Approved Research

A phenome-wide association analysis and Mendelian Randomisation analysis on metabolic features detected by untargetted metabolomics

Lay summary

Advanced metabolomics methods have now made it possible to measure thousands of small molecules in body specimen including blood. These molecules are important since they could inform us regarding human health and could in some instances be used as target for prevention or treatment of diseases. Although many studies have investigated the relation of the blood levels of these molecules with diseases, its not clear whether the relation is causal. A third factor might be driving the relation or the blood levels of the metabolite might have been affected by the early stages of the disease. Assessment of the causal effect is normally done in a trial setting where participants receive - in random - medications of other interventions that  affect the blood levels of the metabolite. However, specific interventions for these molecules are not known and in many instances such studies are not ethical. An alternative approach is to use genetic information (so called Mendelian Randomisation approach). In this approach, genetic variants that are related to blood levels of the metabolite are studied for their relation with clinical traits and disorders. Given that genetic variants are inherited in random, any differences in the comparison group should be due to the causal effect of the metabilte.

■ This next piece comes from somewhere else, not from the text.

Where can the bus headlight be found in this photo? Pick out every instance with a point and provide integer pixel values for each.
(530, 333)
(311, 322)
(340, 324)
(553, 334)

In another project, we have identified genetic variants for a wide range of metabolies and are interested to test their associations with traits and diseases. In this project, we wil use data from UK bio bank to study the association of the genetic variants with a wide range of clinical traits and diseases. This will unravel the clinical importance of the studied metabolites in an agnostic approach and the results could be used either to build or improve risk prediction models or provide novel drug target candidates.